As such, Melita and her colleagues are now developing gene-engineered T cells to target these complex solid tumour systems, in combination with other classic treatments, like chemotherapy and radiation. After all, as she stated, ‘T cells are great killers, but they often need some support, especially in these very suppressive environments’. With time, the hope is that these therapies will become more and more personalised to the patient, with scientists able to tailor exactly what is targeted in the overall treatment plan to give the patient the best prognosis possible.
Of course, there are challenges to overcome. Melita was keen to stress the importance of safety mechanisms, given how potent immunotherapy treatments can be, which leads to an elevated ‘risk of toxicity’. Indeed, CAR T-cell therapies are essentially living drugs that form memory and can stay in the patient’s system for the rest of their life. On the one hand, this persistence is critical for the CAR T cells’ function, in that they continue to robustly attack and kill cancerous cells over a long period of time. But when targeting solid tumours, as she outlined, ‘you run the risk that the T cells will attack healthy tissues as well as the tumour itself, which in extreme cases can be fatal’.
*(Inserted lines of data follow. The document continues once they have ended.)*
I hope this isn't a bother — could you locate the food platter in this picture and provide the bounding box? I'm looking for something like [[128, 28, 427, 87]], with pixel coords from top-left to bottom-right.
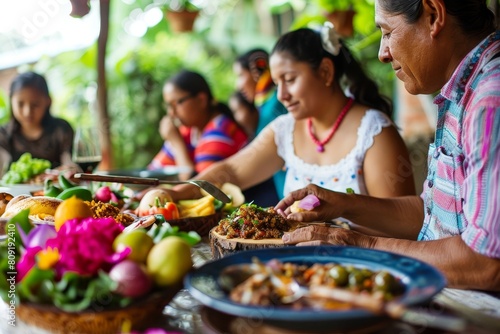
[[184, 246, 446, 331], [208, 227, 285, 259], [167, 212, 224, 237]]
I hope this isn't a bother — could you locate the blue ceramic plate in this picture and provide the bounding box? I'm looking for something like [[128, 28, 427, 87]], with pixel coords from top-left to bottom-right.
[[184, 246, 446, 331]]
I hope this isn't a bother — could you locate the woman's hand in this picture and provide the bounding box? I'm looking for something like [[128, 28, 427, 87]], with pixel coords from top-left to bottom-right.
[[158, 115, 183, 143], [275, 184, 355, 221], [282, 225, 376, 248]]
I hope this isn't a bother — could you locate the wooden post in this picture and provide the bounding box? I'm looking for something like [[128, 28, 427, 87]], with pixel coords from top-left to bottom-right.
[[97, 0, 113, 170]]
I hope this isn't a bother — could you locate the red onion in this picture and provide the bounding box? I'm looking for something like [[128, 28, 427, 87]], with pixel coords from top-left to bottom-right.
[[95, 186, 113, 203], [109, 260, 152, 297], [23, 224, 57, 248], [298, 195, 321, 210]]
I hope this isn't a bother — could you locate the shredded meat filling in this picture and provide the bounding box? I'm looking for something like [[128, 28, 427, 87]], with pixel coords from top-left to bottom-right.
[[215, 204, 293, 240]]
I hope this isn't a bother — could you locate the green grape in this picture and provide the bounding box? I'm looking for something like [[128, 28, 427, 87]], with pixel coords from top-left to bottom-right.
[[2, 152, 51, 184]]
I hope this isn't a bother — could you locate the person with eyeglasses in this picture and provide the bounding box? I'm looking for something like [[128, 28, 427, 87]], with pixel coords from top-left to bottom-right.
[[148, 69, 248, 180]]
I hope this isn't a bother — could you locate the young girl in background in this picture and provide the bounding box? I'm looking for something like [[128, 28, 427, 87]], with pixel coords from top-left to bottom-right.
[[163, 26, 415, 226], [0, 72, 78, 173], [148, 70, 247, 179]]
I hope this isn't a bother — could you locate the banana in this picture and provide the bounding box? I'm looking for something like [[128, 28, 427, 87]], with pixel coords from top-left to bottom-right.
[[178, 195, 215, 218], [1, 196, 62, 218], [56, 186, 92, 202]]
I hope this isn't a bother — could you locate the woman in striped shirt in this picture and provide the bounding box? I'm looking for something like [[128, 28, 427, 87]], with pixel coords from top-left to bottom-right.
[[148, 70, 247, 179], [276, 0, 500, 291]]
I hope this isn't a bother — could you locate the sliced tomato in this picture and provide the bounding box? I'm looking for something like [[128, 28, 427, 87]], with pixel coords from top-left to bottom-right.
[[148, 202, 179, 220]]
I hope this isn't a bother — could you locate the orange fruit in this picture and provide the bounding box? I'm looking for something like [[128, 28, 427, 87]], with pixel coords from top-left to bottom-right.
[[54, 196, 92, 231]]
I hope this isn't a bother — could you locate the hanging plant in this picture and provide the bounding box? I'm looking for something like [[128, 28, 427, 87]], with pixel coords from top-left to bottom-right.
[[69, 0, 90, 18], [164, 0, 200, 32]]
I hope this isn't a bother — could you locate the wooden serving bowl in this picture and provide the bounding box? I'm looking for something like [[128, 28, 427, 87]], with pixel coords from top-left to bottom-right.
[[208, 227, 285, 260], [167, 212, 224, 237], [16, 284, 182, 334]]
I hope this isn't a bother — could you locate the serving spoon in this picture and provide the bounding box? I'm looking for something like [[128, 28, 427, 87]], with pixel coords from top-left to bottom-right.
[[218, 263, 467, 332], [73, 173, 231, 203]]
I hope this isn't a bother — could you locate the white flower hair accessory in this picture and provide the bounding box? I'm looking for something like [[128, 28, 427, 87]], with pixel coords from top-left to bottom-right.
[[320, 21, 342, 56]]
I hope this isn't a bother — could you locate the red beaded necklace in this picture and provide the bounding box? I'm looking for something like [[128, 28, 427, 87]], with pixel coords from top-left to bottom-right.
[[307, 98, 354, 153]]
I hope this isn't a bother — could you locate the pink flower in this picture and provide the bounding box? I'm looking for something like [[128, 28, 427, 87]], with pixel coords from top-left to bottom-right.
[[46, 218, 130, 276], [16, 246, 42, 282]]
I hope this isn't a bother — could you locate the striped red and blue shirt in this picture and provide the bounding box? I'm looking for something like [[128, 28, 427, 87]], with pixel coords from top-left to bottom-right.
[[419, 31, 500, 258], [148, 114, 247, 173]]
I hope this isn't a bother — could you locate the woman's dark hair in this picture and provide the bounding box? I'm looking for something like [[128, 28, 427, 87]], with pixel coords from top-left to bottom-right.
[[235, 48, 269, 77], [167, 70, 237, 123], [9, 72, 52, 127], [271, 28, 392, 116], [231, 90, 258, 112], [379, 0, 496, 36]]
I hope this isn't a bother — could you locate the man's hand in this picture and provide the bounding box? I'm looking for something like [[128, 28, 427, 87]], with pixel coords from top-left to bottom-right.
[[283, 225, 376, 248], [275, 184, 356, 221]]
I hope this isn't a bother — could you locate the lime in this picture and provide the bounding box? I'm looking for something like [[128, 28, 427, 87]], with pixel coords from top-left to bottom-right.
[[113, 228, 154, 263], [147, 236, 193, 286], [54, 196, 92, 231]]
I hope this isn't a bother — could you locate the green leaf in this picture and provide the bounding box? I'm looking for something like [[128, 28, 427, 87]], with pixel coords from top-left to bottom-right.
[[7, 209, 34, 250], [16, 266, 55, 303]]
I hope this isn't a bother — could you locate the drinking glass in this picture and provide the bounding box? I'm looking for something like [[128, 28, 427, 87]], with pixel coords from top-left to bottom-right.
[[72, 127, 102, 173]]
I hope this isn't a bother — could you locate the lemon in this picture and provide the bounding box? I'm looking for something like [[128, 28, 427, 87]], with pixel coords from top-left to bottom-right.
[[147, 236, 193, 286], [113, 228, 154, 263], [54, 196, 92, 231]]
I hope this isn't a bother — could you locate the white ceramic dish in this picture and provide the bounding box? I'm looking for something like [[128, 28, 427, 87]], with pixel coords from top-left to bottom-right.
[[0, 184, 43, 196]]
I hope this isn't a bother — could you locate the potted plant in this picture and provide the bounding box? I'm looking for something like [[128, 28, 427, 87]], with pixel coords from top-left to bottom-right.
[[164, 0, 200, 32]]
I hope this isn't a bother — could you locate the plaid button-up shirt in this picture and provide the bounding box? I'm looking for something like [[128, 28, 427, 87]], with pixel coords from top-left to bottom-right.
[[419, 31, 500, 258]]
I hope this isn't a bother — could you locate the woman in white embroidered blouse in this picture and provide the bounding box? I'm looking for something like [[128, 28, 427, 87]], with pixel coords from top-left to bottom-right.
[[159, 25, 415, 236]]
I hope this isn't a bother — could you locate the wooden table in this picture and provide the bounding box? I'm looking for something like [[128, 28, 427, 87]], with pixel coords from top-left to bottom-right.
[[0, 238, 500, 334]]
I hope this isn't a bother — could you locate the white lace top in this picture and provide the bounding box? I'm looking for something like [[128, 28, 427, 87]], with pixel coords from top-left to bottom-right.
[[271, 109, 392, 196]]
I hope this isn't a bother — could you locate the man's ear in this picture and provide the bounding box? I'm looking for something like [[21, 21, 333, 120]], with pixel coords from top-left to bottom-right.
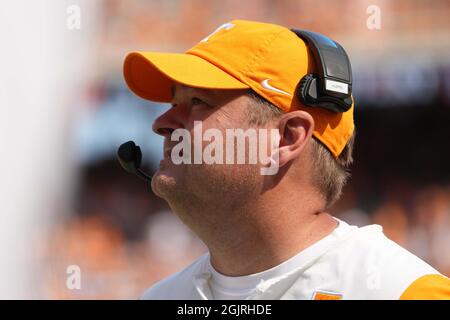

In addition, there are logistical hurdles to overcome. You need advanced (and therefore expensive) infrastructure to produce these immune cells, as well as exceptionally skilled clinicians who know how to administer the therapies to patients. As a result, immunotherapy is currently restricted to a specific context: generally advanced cancer cases that fulfil specific criteria in developed countries. But Melita expressed hope that production and transportation costs would decrease as technology advances, allowing scientists to optimise their engineering tools, the design of receptors and more.